これで依頼の品二つとも無事採取が終わり、大満足でウェイトリーは帰路に就いたのであった。
帰り道、意気揚々と森の中を行くウェイトリーに、レイブンレイスからの異変感知の報が届く。
木に身を寄せつつ、視界共有を試みれば、二百メートルほど先で三人の冒険者が十匹そこらの緑色の醜い小人、察するにゴブリンと思われる魔物に囲まれていた。
冒険者はいずれも年若い男女で、囲まれているとはいえゴブリン、なぜ多少の傷を覚悟してでも強行突破して逃げないのかと様子を見てみれば、どうやら一党の内の杖を持った少女が足に傷を負い、逃げようにも逃げられない状況にあるようだ。
ウェイトリーは静かに歩調を早め、その集団へと素早く近づいた。
冒険者は自己責任、自己負担の多い職業ではあるし、安易に手を出してはそれがもめ事に発展することも少ないくないというのは承知しているが、ゴブリンの粗末な石斧が、少女を守るように戦う二人の少年の内一人へと振り下ろされんとしたその時には、ウェイトリーの手から白骨の刃は放たれていた。
痛みと衝撃を覚悟した少年も、脳天を貫かれた当のゴブリンも何が起こったのか理解は出来なかった。

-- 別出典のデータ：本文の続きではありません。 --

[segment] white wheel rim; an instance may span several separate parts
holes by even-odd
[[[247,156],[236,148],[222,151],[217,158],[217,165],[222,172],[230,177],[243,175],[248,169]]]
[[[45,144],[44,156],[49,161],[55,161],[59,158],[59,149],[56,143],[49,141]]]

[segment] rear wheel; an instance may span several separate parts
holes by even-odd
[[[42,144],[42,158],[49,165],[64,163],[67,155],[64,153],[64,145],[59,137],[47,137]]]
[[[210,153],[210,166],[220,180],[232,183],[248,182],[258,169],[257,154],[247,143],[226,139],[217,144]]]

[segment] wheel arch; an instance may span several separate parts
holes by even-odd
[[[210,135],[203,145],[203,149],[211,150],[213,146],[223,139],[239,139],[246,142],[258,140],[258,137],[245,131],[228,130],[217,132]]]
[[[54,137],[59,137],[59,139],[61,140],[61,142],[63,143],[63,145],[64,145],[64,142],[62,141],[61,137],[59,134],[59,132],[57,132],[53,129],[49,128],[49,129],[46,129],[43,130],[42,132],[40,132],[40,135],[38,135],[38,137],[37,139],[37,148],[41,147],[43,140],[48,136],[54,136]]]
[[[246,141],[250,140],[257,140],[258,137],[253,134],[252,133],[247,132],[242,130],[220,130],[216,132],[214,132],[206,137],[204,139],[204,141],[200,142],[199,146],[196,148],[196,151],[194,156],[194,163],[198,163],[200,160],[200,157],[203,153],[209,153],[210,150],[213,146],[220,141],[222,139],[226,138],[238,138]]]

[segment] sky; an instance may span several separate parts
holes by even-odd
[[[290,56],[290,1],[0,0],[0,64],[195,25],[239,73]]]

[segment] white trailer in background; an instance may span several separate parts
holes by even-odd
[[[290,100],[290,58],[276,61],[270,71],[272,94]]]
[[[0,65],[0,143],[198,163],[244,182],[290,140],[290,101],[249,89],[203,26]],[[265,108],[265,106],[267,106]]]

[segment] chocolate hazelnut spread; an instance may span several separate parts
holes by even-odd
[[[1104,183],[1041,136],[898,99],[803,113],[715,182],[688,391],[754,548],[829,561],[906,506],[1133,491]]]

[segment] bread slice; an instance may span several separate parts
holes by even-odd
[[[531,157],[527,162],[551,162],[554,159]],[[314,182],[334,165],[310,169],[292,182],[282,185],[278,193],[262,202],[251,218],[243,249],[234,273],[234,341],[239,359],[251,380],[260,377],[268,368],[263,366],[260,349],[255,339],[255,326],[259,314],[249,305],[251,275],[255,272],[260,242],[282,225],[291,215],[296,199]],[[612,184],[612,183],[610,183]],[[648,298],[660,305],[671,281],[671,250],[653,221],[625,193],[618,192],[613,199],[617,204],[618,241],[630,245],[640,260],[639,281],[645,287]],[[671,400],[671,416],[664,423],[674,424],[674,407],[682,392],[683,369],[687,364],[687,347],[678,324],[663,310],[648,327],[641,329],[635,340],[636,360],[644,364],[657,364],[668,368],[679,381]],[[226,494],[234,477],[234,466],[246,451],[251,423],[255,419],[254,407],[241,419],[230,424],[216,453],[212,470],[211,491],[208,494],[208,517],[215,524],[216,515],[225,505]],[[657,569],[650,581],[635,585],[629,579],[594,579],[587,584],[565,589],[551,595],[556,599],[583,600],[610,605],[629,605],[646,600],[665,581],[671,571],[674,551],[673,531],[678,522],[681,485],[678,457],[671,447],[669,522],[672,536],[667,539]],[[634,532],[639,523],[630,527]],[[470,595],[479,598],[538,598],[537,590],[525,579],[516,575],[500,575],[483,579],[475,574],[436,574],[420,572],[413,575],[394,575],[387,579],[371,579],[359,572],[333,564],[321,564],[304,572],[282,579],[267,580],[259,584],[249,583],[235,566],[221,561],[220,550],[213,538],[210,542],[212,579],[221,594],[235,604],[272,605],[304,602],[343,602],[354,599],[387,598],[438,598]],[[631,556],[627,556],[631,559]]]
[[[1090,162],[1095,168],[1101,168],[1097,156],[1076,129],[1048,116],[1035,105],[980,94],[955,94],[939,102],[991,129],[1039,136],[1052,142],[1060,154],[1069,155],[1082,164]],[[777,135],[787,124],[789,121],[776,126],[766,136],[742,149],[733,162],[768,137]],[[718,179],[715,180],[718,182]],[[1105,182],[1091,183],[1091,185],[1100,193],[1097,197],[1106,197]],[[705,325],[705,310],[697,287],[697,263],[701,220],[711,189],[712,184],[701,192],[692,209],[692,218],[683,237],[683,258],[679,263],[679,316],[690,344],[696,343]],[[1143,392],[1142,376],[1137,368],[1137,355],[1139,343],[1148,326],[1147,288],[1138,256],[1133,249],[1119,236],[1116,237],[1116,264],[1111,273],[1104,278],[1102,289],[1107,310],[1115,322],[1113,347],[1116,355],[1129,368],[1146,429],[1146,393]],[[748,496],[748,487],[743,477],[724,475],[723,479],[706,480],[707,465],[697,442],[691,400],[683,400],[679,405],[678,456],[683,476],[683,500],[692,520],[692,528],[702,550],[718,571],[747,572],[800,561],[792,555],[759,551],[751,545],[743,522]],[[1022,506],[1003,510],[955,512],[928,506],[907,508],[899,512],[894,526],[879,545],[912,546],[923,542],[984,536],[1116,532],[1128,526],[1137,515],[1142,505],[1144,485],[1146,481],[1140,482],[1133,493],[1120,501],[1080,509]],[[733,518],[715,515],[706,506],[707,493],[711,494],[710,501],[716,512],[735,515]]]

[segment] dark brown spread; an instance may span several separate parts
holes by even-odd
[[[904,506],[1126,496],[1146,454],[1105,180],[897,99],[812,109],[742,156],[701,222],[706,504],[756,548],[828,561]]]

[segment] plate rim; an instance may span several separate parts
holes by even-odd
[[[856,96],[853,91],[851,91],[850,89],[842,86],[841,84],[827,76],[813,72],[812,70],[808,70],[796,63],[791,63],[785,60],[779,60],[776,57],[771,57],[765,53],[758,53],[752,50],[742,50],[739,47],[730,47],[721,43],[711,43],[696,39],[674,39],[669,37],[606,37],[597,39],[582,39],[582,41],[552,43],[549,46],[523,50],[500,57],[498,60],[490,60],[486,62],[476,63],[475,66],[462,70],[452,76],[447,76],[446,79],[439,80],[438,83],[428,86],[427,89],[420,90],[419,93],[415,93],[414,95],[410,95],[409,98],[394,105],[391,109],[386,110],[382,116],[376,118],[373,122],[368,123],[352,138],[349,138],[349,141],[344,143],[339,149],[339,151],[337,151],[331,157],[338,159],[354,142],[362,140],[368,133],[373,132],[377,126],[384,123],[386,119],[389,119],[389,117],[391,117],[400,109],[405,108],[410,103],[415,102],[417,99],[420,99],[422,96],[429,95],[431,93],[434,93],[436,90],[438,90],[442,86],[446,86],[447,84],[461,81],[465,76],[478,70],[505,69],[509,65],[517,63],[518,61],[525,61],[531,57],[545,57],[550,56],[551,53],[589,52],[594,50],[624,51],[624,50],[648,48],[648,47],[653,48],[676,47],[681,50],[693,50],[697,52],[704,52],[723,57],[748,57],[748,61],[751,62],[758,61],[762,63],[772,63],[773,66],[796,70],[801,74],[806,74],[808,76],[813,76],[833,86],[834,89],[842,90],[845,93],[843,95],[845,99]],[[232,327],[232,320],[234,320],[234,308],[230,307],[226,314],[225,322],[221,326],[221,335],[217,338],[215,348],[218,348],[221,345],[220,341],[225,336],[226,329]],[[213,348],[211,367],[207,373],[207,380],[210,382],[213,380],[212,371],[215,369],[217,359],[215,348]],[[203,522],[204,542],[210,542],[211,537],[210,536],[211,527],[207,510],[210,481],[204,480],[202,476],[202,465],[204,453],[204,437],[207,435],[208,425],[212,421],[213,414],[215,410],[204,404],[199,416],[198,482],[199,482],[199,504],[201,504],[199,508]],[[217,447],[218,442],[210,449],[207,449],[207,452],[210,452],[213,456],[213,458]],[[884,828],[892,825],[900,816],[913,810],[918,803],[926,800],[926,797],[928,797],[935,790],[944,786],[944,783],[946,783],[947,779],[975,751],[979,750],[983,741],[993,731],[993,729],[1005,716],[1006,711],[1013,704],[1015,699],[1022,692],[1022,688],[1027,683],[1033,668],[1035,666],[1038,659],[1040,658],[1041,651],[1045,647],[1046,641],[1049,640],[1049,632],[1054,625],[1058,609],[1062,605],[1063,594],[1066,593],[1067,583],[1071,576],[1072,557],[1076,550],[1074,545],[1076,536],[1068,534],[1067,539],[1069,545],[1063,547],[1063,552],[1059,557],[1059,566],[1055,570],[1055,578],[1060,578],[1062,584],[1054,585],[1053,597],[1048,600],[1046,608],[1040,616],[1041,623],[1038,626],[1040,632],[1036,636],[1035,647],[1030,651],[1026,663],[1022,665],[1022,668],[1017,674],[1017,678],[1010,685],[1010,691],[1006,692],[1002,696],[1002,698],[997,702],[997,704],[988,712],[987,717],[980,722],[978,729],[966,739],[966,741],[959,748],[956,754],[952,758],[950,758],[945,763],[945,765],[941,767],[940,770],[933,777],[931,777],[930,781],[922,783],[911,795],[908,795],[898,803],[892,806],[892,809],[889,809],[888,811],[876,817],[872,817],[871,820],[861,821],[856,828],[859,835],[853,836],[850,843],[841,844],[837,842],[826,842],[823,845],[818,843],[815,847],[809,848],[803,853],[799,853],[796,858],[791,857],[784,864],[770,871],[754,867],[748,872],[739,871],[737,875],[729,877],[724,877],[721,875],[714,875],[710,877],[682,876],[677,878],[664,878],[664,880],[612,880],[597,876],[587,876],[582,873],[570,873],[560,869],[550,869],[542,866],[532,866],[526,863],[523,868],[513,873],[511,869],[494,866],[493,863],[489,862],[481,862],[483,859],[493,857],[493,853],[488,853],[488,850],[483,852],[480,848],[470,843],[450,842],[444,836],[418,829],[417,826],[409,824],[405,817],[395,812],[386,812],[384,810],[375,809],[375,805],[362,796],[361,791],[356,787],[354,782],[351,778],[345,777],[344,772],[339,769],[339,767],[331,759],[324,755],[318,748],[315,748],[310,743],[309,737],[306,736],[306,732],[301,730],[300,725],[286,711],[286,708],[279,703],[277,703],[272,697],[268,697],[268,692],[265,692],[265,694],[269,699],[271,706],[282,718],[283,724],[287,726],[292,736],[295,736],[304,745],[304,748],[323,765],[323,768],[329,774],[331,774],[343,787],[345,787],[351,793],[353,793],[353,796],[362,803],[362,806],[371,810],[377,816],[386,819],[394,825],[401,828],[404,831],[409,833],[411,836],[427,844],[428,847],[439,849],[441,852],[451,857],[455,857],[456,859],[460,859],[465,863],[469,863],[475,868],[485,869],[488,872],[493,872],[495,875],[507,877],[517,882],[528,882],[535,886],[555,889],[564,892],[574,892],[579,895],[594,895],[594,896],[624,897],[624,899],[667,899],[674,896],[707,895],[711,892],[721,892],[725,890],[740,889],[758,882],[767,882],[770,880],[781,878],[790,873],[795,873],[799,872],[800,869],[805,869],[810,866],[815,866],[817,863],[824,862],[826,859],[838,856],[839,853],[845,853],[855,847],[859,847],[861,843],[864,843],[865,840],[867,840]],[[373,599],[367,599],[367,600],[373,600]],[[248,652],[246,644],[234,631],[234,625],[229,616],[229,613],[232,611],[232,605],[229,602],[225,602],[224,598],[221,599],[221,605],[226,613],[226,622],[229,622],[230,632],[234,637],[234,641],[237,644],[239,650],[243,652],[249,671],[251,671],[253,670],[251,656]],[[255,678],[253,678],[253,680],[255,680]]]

だが、次々と飛来する骨刃が、正確にゴブリンの額を貫いていく。
少年と少女はその光景をただ、見ているしかできなかった。
時間にして一分もかからないうちに、冒険者たちを囲んでいたゴブリンは全て死に絶え、そこには呆然と立ち尽くす冒険者たちが残っていた。
ウェイトリーはその冒険者たちに近づき、何も声を掛けず、デッキから一枚のカードを抜いて、少女へ向けて発動した。
カードの名は『修復 (レストア)』。デッドマスターにおける中級回復スペルである。
ウェイトリーは最後まで何も言わず、来た時と同じように静かに立ち去った。
少女はわけもわからないままに足の傷が回復して、痛みが消え去ったことに驚いた。
ここにきてやっと冒険者たちは他に誰かいるということを理解して周囲に目を凝らすが、そこには誰もいなかった。
年若い冒険者たちは灰色の外套を纏うお人よしの姿を終ぞ見つけることはなかった。